Am nächsten Morgen wurde ich wach, als er mich ganz früh beim ersten Tageslicht an der Schulter schüttelte.
»Such dein Zeug zusammen«, sagte er. »Ich will, dass du in einer Viertelstunde unten bist.«
»Wieso? Wo fahren wir hin?«
»Da will dich einer kennenlernen.«
Ich bekam es mit der Angst, als ich aufstand und mir ein enges weißes T-Shirt und eine schwarze Hose anzog. War Serdar immer noch wütend auf mich?
Als ich runterkam, saß er neben einem jungen Mann mit kurzen hellblonden Haaren und blauen Augen. Er war schmächtig wie ein Junge und sah aus wie höchstens sechzehn.
»Das ist dein neuer Boss«, sagte Serdar ruhig. »Er heißt Ardy.«
Ich war vollkommen erschüttert und starrte den Jungen an. Der konnte mich doch nicht kaufen! Er war viel zu jung. Ich sah Serdar an und fragte mich, weshalb er solch einen schlechten Scherz mit mir machte. Aber sein Gesicht war zu einer Maske gefroren.

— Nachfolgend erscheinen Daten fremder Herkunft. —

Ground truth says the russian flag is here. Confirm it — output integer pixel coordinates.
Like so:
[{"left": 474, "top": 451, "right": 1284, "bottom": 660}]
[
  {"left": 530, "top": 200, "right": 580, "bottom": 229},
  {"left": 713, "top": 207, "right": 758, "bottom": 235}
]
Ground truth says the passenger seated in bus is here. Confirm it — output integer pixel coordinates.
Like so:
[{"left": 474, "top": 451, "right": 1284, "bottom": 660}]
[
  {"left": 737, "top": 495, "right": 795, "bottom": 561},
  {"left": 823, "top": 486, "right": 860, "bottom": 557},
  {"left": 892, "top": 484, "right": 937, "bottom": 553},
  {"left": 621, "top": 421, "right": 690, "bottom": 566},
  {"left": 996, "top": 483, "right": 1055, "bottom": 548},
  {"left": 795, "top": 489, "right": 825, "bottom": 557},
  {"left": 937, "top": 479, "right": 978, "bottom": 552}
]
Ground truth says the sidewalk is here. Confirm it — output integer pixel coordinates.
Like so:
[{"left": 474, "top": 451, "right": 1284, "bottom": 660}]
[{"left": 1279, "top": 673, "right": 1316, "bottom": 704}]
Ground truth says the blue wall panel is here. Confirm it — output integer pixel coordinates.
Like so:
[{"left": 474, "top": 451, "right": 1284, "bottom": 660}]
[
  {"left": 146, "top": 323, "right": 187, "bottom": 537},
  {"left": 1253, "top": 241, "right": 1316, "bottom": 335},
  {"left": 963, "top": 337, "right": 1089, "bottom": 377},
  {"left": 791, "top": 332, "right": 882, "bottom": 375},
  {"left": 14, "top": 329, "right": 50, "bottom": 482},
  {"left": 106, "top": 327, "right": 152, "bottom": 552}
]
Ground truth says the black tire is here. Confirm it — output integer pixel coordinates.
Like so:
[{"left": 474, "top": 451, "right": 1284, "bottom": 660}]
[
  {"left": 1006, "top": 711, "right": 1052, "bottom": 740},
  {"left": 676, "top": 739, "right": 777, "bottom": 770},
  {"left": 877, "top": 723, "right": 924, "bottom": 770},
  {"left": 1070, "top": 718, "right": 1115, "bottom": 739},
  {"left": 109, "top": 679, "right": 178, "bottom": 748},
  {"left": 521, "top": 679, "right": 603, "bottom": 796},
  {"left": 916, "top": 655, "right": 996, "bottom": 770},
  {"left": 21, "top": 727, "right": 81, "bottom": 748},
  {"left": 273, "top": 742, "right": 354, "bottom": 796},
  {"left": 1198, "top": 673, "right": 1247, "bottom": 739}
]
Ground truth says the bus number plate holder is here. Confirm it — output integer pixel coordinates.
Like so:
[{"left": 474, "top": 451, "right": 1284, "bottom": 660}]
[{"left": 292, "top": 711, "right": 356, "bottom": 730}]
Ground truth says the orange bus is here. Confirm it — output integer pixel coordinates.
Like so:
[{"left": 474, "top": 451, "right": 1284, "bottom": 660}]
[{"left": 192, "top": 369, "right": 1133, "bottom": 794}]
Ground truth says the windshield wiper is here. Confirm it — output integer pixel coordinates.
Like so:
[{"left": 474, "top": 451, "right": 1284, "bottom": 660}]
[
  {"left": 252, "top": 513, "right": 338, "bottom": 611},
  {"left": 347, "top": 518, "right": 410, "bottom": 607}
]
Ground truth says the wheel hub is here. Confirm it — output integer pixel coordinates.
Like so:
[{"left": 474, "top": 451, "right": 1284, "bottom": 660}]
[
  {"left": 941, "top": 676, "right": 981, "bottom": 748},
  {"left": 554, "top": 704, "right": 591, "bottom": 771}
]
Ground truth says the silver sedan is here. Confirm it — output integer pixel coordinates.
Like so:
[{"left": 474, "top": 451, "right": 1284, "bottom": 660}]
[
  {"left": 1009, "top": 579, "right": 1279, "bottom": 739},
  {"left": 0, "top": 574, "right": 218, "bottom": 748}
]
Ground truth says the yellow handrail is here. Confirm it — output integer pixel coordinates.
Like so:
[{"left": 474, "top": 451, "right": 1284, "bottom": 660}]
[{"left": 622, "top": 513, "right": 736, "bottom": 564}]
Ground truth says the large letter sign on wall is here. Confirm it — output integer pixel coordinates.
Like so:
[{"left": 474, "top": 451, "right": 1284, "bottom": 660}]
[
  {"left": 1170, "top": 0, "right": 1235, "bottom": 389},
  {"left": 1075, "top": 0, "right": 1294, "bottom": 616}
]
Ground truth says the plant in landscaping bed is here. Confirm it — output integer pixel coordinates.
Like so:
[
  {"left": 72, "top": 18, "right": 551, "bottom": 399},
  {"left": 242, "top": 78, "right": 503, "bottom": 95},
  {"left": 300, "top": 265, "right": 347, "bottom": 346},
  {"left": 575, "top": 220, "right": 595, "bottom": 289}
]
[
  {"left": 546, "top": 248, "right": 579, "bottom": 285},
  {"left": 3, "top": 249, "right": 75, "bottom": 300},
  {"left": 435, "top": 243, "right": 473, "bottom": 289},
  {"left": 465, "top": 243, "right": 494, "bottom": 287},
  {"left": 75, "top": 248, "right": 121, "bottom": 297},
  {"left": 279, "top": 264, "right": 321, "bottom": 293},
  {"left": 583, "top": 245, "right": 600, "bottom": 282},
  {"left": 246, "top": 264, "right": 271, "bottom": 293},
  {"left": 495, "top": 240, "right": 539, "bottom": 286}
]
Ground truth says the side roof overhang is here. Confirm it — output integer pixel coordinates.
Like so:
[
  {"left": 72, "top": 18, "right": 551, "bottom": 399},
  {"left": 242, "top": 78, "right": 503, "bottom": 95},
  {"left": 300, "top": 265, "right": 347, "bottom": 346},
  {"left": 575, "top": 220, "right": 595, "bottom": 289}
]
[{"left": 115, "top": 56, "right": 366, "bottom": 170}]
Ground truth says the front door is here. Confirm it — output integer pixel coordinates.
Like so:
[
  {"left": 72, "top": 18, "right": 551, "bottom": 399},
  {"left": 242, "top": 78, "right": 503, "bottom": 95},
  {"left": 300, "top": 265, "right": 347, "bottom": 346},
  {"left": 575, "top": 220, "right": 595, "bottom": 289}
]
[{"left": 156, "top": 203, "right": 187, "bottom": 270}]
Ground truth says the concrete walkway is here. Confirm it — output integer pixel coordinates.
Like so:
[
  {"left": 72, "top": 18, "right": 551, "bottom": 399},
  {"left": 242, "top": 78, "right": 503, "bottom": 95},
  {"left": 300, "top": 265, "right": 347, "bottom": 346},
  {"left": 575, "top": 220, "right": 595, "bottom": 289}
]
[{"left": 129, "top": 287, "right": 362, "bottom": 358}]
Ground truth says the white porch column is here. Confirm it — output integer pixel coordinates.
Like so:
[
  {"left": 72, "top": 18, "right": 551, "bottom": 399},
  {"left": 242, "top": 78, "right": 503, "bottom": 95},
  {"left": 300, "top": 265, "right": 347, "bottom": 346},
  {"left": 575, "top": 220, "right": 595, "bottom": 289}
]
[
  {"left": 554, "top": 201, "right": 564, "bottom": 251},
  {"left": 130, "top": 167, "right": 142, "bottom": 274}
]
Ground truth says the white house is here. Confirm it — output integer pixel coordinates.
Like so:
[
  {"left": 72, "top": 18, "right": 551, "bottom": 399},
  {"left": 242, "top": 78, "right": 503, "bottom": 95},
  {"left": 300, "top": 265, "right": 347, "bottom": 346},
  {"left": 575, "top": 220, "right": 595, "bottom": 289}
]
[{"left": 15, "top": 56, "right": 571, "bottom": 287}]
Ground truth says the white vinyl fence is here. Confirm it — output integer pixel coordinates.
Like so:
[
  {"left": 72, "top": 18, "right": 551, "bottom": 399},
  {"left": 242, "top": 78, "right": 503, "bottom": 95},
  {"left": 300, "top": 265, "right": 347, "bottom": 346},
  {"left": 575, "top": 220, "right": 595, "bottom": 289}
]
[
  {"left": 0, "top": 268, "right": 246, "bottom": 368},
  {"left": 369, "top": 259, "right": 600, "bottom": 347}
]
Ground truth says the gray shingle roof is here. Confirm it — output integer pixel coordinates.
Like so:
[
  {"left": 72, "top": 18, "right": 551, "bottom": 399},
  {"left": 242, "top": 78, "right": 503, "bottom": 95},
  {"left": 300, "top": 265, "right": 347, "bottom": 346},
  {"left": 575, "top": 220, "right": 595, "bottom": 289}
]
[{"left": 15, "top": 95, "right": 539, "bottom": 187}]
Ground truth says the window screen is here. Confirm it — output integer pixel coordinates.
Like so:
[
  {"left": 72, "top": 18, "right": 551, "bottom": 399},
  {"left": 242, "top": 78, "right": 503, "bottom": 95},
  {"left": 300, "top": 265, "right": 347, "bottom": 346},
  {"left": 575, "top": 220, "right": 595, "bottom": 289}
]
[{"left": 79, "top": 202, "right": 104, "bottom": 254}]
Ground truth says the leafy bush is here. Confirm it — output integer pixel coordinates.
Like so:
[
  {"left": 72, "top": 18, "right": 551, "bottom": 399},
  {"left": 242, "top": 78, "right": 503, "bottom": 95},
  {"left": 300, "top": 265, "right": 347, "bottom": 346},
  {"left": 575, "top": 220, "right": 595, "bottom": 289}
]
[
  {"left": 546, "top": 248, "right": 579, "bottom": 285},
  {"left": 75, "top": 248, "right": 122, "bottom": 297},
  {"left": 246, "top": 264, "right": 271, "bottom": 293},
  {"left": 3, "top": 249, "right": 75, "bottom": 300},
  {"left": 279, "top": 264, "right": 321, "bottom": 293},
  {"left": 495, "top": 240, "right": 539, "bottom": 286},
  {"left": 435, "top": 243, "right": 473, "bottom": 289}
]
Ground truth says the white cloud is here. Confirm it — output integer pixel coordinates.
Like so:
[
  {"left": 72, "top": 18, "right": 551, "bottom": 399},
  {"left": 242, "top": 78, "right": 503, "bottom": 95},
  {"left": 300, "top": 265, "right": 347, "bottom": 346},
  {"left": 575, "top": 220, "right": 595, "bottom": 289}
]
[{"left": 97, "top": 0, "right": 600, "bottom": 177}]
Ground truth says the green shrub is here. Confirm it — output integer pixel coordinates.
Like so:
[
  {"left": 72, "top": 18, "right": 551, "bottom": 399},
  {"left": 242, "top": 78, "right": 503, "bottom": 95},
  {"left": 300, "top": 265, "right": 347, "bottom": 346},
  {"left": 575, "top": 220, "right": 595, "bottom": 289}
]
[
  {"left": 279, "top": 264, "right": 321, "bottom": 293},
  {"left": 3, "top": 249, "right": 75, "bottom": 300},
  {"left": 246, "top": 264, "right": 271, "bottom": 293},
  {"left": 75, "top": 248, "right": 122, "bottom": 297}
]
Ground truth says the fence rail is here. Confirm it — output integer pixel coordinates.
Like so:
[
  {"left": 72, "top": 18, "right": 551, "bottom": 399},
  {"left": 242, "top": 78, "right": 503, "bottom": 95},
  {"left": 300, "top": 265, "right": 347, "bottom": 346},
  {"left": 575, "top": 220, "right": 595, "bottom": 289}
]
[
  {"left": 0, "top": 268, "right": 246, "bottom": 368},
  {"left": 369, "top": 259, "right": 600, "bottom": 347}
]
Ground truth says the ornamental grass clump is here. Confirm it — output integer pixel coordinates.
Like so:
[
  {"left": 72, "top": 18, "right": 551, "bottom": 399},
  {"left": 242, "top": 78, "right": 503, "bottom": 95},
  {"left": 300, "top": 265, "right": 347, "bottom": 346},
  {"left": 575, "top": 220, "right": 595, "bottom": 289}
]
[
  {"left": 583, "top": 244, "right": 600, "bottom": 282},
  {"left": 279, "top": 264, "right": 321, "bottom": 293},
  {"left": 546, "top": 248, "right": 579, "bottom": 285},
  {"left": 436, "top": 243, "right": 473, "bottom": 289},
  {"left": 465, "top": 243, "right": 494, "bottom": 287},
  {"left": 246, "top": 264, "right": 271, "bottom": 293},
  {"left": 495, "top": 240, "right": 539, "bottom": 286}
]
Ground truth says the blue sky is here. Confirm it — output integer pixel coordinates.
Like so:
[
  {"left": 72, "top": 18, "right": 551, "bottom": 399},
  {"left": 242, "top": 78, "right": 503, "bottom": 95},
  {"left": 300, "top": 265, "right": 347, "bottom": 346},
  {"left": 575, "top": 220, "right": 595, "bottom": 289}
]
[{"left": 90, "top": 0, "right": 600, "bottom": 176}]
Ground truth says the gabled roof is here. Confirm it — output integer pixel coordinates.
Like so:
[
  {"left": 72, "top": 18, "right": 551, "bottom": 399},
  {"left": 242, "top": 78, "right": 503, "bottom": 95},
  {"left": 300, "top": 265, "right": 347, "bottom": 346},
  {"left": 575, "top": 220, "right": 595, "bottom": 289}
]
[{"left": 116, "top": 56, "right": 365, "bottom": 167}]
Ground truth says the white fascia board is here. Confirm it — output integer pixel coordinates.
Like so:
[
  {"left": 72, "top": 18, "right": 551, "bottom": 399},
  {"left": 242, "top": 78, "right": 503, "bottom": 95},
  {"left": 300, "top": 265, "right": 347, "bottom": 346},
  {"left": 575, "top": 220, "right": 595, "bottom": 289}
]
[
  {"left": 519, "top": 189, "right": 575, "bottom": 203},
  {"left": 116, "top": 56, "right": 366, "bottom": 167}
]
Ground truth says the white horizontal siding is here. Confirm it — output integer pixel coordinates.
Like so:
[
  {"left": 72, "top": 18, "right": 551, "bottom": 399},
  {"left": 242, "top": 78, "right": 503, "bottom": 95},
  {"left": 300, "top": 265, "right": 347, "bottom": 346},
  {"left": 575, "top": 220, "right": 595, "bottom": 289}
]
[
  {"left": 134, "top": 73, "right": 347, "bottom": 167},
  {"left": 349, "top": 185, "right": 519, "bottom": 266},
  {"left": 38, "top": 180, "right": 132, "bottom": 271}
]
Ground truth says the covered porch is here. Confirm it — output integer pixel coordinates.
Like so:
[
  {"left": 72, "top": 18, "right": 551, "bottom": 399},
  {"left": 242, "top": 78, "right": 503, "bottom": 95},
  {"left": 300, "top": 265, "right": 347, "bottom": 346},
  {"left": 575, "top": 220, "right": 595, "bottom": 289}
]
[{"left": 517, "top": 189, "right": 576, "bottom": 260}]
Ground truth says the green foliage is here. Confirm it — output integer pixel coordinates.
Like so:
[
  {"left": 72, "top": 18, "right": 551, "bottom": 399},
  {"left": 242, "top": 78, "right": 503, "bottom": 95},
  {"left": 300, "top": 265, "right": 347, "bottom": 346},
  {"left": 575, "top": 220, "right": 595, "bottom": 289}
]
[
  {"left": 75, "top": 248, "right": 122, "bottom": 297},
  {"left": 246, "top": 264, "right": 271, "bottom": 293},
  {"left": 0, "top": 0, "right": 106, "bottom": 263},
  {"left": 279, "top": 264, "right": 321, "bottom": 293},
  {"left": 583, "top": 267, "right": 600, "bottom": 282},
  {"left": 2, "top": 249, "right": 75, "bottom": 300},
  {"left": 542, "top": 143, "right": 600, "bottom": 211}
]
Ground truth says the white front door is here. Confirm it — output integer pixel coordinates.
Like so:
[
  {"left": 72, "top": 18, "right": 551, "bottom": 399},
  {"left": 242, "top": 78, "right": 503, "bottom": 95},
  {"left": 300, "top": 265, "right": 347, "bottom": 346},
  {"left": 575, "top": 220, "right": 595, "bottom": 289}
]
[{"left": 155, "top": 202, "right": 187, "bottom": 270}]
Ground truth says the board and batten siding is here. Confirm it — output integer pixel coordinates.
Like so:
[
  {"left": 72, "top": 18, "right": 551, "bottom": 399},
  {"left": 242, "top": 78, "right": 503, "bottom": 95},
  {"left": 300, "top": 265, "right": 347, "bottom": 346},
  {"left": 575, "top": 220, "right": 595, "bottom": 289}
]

Es schien, als hätte er mich nie kennengelernt, meinen Körper genommen, mit mir geredet oder sich mir anvertraut.
»Du gehst nach Italien«, fuhr er mich an. »Jetzt lauf hoch, und zieh dir ein anderes Top an. So kannst du nicht fahren, dir hängen ja die Titten raus. Alle werden sofort wissen, dass du eine Prostituierte bist.«
In dem Augenblick erkannte ich, was ich schon längst hätte erkennen sollen. Serdar empfand nichts für mich. Ich hatte ihn letzte Nacht verärgert, und jetzt langweilte ich ihn. Die ganze Zeit hatte er nur ein Spiel mit mir gespielt, und wie all die anderen Mädchen war auch ich nur eine Ware für ihn, die man verkaufen konnte.
Von Anfang an hatte ich nicht den Hauch einer Chance gehabt.